All spleen US scans were performed by the same operator, who used
an EUB 525 Hitachi (Tokyo, Japan) instrument with a 2.5/3.5-MHz broadband curvilinear probe. The spleen was scanned in patients who
were fasting, in the longitudinal and transverse planes by using an
intercostal approach, a subcostal approach, or both. The
patient was placed in a supine or right-sided position until complete
organ visualization was achieved.8-10 Perimeter,
longitudinal diameter, and area, defined as the maximum measurements
with splenic borders and angles clearly defined, were measured, and
volume (in milliliters) was calculated automatically. Reference values for volume were obtained from measurements in 15 healthy subjects matched with the patients for sex, age, and body-surface area. For each
subject, the mean value of 3 measurements repeated on the same occasion
was calculated and recorded for final analysis.
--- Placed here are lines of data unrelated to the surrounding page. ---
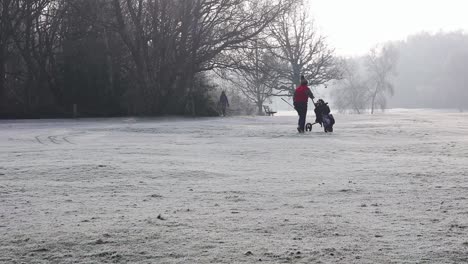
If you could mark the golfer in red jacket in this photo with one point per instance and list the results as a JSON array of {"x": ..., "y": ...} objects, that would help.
[{"x": 301, "y": 96}]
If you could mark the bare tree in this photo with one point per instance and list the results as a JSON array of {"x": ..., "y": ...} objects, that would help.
[
  {"x": 351, "y": 93},
  {"x": 304, "y": 49},
  {"x": 254, "y": 72},
  {"x": 381, "y": 63}
]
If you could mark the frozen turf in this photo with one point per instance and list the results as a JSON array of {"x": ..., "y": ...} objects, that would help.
[{"x": 388, "y": 188}]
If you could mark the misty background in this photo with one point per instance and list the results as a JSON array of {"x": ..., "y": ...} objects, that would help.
[{"x": 158, "y": 57}]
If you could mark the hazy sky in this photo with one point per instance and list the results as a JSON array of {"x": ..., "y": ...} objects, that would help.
[{"x": 354, "y": 26}]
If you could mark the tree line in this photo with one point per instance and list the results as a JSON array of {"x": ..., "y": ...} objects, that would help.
[
  {"x": 424, "y": 71},
  {"x": 151, "y": 57}
]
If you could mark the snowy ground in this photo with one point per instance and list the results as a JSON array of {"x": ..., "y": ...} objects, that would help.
[{"x": 389, "y": 188}]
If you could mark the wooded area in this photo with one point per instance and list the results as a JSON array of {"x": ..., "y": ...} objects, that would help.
[{"x": 143, "y": 57}]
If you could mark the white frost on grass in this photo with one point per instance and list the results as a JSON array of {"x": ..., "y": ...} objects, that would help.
[{"x": 387, "y": 188}]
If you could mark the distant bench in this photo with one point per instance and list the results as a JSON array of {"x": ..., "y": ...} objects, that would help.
[{"x": 268, "y": 111}]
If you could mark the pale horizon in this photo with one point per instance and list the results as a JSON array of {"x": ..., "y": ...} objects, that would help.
[{"x": 353, "y": 27}]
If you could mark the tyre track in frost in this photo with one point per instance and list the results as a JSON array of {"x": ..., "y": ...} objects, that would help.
[{"x": 54, "y": 139}]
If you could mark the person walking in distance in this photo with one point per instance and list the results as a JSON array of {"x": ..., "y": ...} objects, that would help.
[
  {"x": 301, "y": 97},
  {"x": 223, "y": 102}
]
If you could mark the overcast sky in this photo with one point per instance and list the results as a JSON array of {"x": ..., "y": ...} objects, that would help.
[{"x": 354, "y": 26}]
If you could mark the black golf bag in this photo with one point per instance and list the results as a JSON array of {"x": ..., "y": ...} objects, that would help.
[{"x": 323, "y": 116}]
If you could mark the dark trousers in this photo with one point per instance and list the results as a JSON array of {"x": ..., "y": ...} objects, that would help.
[{"x": 301, "y": 108}]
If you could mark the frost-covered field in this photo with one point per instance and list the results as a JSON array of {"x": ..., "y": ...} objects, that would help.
[{"x": 389, "y": 188}]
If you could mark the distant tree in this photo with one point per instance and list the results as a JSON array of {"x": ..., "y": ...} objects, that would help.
[
  {"x": 253, "y": 70},
  {"x": 351, "y": 93},
  {"x": 304, "y": 49},
  {"x": 380, "y": 64},
  {"x": 456, "y": 81}
]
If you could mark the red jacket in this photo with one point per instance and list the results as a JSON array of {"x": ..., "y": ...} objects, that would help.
[{"x": 302, "y": 94}]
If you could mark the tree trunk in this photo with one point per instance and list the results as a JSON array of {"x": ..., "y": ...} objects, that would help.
[
  {"x": 373, "y": 101},
  {"x": 260, "y": 108}
]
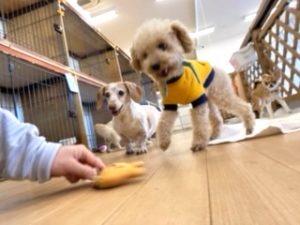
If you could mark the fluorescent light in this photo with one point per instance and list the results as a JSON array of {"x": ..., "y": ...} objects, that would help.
[
  {"x": 293, "y": 4},
  {"x": 104, "y": 17},
  {"x": 249, "y": 17},
  {"x": 203, "y": 32}
]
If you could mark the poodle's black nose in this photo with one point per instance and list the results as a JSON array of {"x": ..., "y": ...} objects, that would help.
[
  {"x": 155, "y": 66},
  {"x": 112, "y": 108}
]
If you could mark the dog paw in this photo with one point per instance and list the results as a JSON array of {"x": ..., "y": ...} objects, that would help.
[
  {"x": 249, "y": 130},
  {"x": 198, "y": 147},
  {"x": 215, "y": 134},
  {"x": 164, "y": 145},
  {"x": 140, "y": 152},
  {"x": 130, "y": 152}
]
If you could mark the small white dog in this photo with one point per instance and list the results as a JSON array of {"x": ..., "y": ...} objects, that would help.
[
  {"x": 135, "y": 123},
  {"x": 157, "y": 50},
  {"x": 267, "y": 91},
  {"x": 108, "y": 133}
]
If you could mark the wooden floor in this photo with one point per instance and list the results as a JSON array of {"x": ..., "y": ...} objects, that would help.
[{"x": 254, "y": 182}]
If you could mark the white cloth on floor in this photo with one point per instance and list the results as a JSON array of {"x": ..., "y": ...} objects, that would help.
[{"x": 263, "y": 127}]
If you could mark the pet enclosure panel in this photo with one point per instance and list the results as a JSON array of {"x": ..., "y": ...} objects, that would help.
[
  {"x": 89, "y": 51},
  {"x": 281, "y": 48},
  {"x": 129, "y": 74},
  {"x": 36, "y": 26},
  {"x": 37, "y": 96},
  {"x": 92, "y": 116}
]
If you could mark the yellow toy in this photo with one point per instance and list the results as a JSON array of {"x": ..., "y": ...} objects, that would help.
[{"x": 118, "y": 173}]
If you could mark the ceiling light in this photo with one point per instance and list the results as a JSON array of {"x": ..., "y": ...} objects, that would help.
[
  {"x": 104, "y": 17},
  {"x": 203, "y": 32},
  {"x": 293, "y": 4},
  {"x": 250, "y": 17}
]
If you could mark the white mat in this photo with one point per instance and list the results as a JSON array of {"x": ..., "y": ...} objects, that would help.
[{"x": 263, "y": 127}]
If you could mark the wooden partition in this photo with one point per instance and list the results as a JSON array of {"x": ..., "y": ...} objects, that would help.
[{"x": 276, "y": 37}]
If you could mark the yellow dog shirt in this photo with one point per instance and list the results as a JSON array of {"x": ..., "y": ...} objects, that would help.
[{"x": 189, "y": 87}]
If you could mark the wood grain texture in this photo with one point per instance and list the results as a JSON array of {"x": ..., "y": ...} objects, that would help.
[{"x": 255, "y": 182}]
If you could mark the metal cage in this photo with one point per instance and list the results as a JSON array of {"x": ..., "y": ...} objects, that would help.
[{"x": 38, "y": 96}]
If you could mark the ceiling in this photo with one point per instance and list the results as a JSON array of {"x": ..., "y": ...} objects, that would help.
[{"x": 225, "y": 15}]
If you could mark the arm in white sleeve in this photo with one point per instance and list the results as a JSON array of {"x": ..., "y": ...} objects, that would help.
[{"x": 23, "y": 153}]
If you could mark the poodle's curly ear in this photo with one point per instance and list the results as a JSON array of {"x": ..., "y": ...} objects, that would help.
[
  {"x": 135, "y": 62},
  {"x": 100, "y": 98},
  {"x": 134, "y": 91},
  {"x": 182, "y": 36}
]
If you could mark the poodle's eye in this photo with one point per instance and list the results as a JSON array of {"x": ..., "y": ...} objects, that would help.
[
  {"x": 162, "y": 46},
  {"x": 145, "y": 55}
]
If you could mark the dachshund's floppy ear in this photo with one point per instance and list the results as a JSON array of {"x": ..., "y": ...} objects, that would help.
[
  {"x": 134, "y": 91},
  {"x": 135, "y": 62},
  {"x": 183, "y": 36},
  {"x": 100, "y": 96}
]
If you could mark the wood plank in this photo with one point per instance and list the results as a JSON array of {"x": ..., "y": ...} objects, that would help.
[
  {"x": 58, "y": 202},
  {"x": 284, "y": 149},
  {"x": 176, "y": 194},
  {"x": 248, "y": 188}
]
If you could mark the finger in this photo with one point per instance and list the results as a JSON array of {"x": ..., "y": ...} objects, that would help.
[
  {"x": 83, "y": 171},
  {"x": 72, "y": 178},
  {"x": 90, "y": 159}
]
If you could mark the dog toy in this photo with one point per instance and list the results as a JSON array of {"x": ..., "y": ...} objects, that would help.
[{"x": 118, "y": 173}]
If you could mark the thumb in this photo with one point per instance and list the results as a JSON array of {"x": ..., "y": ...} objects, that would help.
[{"x": 83, "y": 171}]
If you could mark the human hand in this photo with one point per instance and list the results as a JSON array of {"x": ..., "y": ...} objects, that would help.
[{"x": 75, "y": 162}]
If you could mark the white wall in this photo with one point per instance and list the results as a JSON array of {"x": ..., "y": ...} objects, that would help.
[{"x": 219, "y": 53}]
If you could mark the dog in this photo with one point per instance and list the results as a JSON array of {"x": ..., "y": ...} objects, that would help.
[
  {"x": 108, "y": 133},
  {"x": 157, "y": 50},
  {"x": 135, "y": 123},
  {"x": 266, "y": 91}
]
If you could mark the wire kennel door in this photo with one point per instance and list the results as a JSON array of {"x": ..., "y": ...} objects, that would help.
[
  {"x": 34, "y": 25},
  {"x": 39, "y": 97}
]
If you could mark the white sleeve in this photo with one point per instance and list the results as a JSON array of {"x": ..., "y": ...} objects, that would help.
[{"x": 23, "y": 153}]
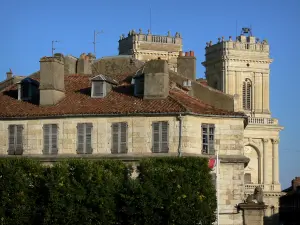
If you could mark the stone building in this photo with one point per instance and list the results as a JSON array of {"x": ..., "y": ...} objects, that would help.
[{"x": 129, "y": 107}]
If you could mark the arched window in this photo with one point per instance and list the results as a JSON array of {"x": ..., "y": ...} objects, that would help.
[{"x": 247, "y": 94}]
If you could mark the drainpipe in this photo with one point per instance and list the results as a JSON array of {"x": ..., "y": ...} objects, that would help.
[{"x": 180, "y": 135}]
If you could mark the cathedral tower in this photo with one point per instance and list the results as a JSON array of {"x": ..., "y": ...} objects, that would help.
[{"x": 241, "y": 68}]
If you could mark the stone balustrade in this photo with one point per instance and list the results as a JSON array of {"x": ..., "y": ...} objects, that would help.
[{"x": 261, "y": 120}]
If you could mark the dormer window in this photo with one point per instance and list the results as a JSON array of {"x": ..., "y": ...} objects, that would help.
[
  {"x": 139, "y": 85},
  {"x": 28, "y": 90},
  {"x": 98, "y": 89},
  {"x": 101, "y": 85}
]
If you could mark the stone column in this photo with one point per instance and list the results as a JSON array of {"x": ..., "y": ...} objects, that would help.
[
  {"x": 275, "y": 161},
  {"x": 265, "y": 159}
]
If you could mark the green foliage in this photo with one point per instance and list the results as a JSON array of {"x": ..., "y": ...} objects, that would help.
[
  {"x": 174, "y": 191},
  {"x": 168, "y": 191},
  {"x": 20, "y": 180}
]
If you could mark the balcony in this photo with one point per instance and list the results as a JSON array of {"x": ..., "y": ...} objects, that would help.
[
  {"x": 263, "y": 121},
  {"x": 249, "y": 188}
]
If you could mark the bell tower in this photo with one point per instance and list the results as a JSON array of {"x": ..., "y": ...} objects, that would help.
[{"x": 241, "y": 68}]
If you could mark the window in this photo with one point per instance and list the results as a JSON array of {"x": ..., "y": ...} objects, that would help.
[
  {"x": 84, "y": 138},
  {"x": 119, "y": 138},
  {"x": 208, "y": 139},
  {"x": 160, "y": 134},
  {"x": 139, "y": 86},
  {"x": 98, "y": 89},
  {"x": 15, "y": 139},
  {"x": 50, "y": 139},
  {"x": 247, "y": 178},
  {"x": 214, "y": 179},
  {"x": 247, "y": 94}
]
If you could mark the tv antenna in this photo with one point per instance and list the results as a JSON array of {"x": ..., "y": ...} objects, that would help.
[
  {"x": 95, "y": 36},
  {"x": 53, "y": 48}
]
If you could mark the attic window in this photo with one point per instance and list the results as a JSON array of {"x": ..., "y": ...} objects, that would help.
[
  {"x": 28, "y": 90},
  {"x": 101, "y": 85},
  {"x": 98, "y": 89},
  {"x": 139, "y": 86}
]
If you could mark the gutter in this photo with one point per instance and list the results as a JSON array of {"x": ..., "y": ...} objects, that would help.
[{"x": 122, "y": 115}]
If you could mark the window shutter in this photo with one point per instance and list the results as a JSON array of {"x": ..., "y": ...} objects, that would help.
[
  {"x": 123, "y": 137},
  {"x": 11, "y": 139},
  {"x": 88, "y": 138},
  {"x": 115, "y": 138},
  {"x": 19, "y": 140},
  {"x": 80, "y": 138},
  {"x": 50, "y": 139},
  {"x": 98, "y": 88},
  {"x": 156, "y": 137},
  {"x": 164, "y": 137},
  {"x": 46, "y": 139},
  {"x": 54, "y": 134}
]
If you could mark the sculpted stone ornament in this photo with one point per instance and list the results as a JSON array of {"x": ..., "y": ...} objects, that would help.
[{"x": 256, "y": 197}]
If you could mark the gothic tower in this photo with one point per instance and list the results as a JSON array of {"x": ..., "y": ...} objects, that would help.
[
  {"x": 241, "y": 68},
  {"x": 146, "y": 46}
]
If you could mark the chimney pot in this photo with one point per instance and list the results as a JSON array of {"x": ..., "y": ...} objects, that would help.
[{"x": 9, "y": 74}]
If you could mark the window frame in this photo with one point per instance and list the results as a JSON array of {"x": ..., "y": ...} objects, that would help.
[
  {"x": 117, "y": 138},
  {"x": 51, "y": 135},
  {"x": 247, "y": 94},
  {"x": 86, "y": 147},
  {"x": 160, "y": 145},
  {"x": 17, "y": 131},
  {"x": 210, "y": 149}
]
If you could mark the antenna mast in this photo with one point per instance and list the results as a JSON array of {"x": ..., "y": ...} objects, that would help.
[
  {"x": 53, "y": 48},
  {"x": 94, "y": 42}
]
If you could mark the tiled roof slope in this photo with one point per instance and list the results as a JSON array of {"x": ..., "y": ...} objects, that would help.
[{"x": 118, "y": 101}]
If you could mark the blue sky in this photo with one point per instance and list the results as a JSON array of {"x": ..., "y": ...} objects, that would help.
[{"x": 28, "y": 28}]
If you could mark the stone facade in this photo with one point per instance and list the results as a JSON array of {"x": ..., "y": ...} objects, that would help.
[
  {"x": 146, "y": 46},
  {"x": 241, "y": 68}
]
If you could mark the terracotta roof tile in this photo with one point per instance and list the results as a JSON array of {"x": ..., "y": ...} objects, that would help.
[{"x": 119, "y": 101}]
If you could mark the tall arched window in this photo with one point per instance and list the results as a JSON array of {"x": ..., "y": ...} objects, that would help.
[{"x": 247, "y": 94}]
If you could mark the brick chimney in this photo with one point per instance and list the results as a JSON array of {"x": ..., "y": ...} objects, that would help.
[
  {"x": 52, "y": 81},
  {"x": 186, "y": 65},
  {"x": 84, "y": 64},
  {"x": 9, "y": 74},
  {"x": 296, "y": 183},
  {"x": 156, "y": 79}
]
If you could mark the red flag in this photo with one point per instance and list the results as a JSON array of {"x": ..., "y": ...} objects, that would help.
[{"x": 212, "y": 163}]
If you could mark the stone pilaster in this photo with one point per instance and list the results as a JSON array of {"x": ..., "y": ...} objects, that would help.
[
  {"x": 275, "y": 161},
  {"x": 265, "y": 160}
]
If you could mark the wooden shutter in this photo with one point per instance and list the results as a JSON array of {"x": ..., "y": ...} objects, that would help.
[
  {"x": 15, "y": 140},
  {"x": 115, "y": 138},
  {"x": 84, "y": 138},
  {"x": 80, "y": 138},
  {"x": 160, "y": 137},
  {"x": 164, "y": 137},
  {"x": 123, "y": 137},
  {"x": 19, "y": 140},
  {"x": 50, "y": 139},
  {"x": 54, "y": 134},
  {"x": 98, "y": 90},
  {"x": 11, "y": 139},
  {"x": 88, "y": 138},
  {"x": 155, "y": 140},
  {"x": 119, "y": 138}
]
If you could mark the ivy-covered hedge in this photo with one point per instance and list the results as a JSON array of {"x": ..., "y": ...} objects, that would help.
[{"x": 167, "y": 191}]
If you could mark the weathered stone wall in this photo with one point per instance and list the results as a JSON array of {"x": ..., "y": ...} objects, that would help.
[{"x": 228, "y": 141}]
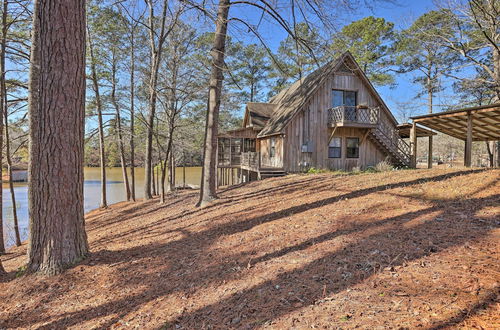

Twelve unselected patients were studied by repeated US
measurements on 2 occasions at a 1-week interval by the same operator (intraobserver reproducibility) and by another operator unaware of the
previous results, with both operators using the same US machine
(interobserver reproducibility).11,12 After informed consent to participation was obtained again, the same 12 patients underwent a CT examination. Spleen axial images were obtained by using
a multirow helical instrument (Mx 8000; Marconi Medical Systems,
Cleveland, OH), to produce a 3-dimensional model used to calculate
volumes automatically.13 Technical parameters included 6.5-mm slice width with identical reconstruction index, pitch 1, 200 mA, 120 kilovolt potential, and a rotation time of 0.75 seconds.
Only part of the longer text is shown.